However, obtaining accurate variant information not only depends on sequencing coverage but also on good reference genomes. Since the standard reference genome might not satisfy the special needs of different studies, in some studies, researchers have attempted to look for alternative reference genomes. For example, Ai H et al. studied the domestication of Chinese pigs. In their work, the genome sequences for WZS, instead of the published Duroc assembly, were used as the reference to ensure a better alignment with Chinese pigs22. Incarnato et al. created an alternative reference sequence for the E14 genome based on the mm9 assembly. The sequencing reads mapped to the E14 genome increased by around 5% compared to those of the mouse mm9 genome27. In this study, by using alternative reference sequences, the mapping rate increased by 0.61–1.68% for Chinese pig breeds and by 0.09–0.45% for Chinese chicken breeds. Compared to the chickens that were domesticated from red junglefowl in southeast Asia, the domestication of the pig took place independently in two locations: East Anatolia and China28. Our result thus suggests that the generation of alternative reference sequences is more necessary for species with complex genetic backgrounds. Unlike previous methods that used single step substitution, we employed an iterative strategy of generation to produce alternative reference sequences. Although here the GTX-one performs the sequence mapping and variant calling processes, we confirmed that this iterative strategy can cooperate with other mappers/callers (Supplementary Table S15). The alternative reference sequences generated by this approach enable the substitutions of consecutive mismatches in highly variable regions. These regions, where sequencing reads are not directly mappable, could cause a complete loss of information and leave a false impression that the region is highly conserved.
We found that several highly variable regions overlap with the genes or even CDSs, indicating a possible overestimation of the conversation of coding sequences during domestication. Our method corrected this problem and recovered phylogenetically informative sites that are missed by using public reference sequences, which could improve the accuracy of downstream analyses, including GWAS and genetic diversity evaluations. The GO enrichment analysis of the genes in highly variable regions were found to be enriched in sensory perception pathways, suggesting that, even though previous studies reported that the genes involved in sensory perception are among the most rapidly evolving genes25, this phenomenon might still be underestimated.

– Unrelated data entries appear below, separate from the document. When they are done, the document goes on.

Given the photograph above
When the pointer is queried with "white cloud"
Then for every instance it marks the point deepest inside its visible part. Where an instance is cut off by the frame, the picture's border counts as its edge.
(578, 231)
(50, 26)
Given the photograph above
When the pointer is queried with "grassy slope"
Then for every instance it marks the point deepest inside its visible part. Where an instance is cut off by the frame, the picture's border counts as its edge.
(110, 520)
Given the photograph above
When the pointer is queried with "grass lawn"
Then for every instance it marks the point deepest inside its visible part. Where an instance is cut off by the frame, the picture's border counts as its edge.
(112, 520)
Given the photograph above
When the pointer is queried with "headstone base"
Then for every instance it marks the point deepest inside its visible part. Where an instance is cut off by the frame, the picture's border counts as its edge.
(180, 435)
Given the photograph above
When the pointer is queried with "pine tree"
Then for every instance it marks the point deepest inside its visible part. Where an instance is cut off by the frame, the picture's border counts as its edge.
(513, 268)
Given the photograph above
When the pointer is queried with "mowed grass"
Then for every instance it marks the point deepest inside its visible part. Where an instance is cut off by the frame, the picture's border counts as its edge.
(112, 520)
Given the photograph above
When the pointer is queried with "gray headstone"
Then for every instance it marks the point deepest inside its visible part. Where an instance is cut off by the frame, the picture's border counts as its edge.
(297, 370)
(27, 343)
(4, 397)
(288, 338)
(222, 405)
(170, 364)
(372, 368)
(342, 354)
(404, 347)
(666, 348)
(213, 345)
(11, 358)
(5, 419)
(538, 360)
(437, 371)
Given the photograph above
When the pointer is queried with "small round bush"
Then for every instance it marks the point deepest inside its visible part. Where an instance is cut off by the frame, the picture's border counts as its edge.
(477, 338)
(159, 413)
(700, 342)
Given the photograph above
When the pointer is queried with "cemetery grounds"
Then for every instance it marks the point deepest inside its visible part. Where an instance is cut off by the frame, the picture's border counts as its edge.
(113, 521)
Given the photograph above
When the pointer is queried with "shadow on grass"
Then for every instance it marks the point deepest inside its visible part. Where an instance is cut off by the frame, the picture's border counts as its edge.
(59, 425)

Our results indicate that alternative reference sequences are not only effective for improving the mapping rates of the breeds used to generate the alternative reference sequences but are also effective for other genetically close populations. Interestingly, we found that the variation count reported in the second round of iterations was significantly lower than that obtained during the first round, indicating a substantial number of fixed substitutions across distinct breeds. These fixed substitutions are not informative for either the target breed or other genetically close breeds and can be avoided when using an alternative reference sequence.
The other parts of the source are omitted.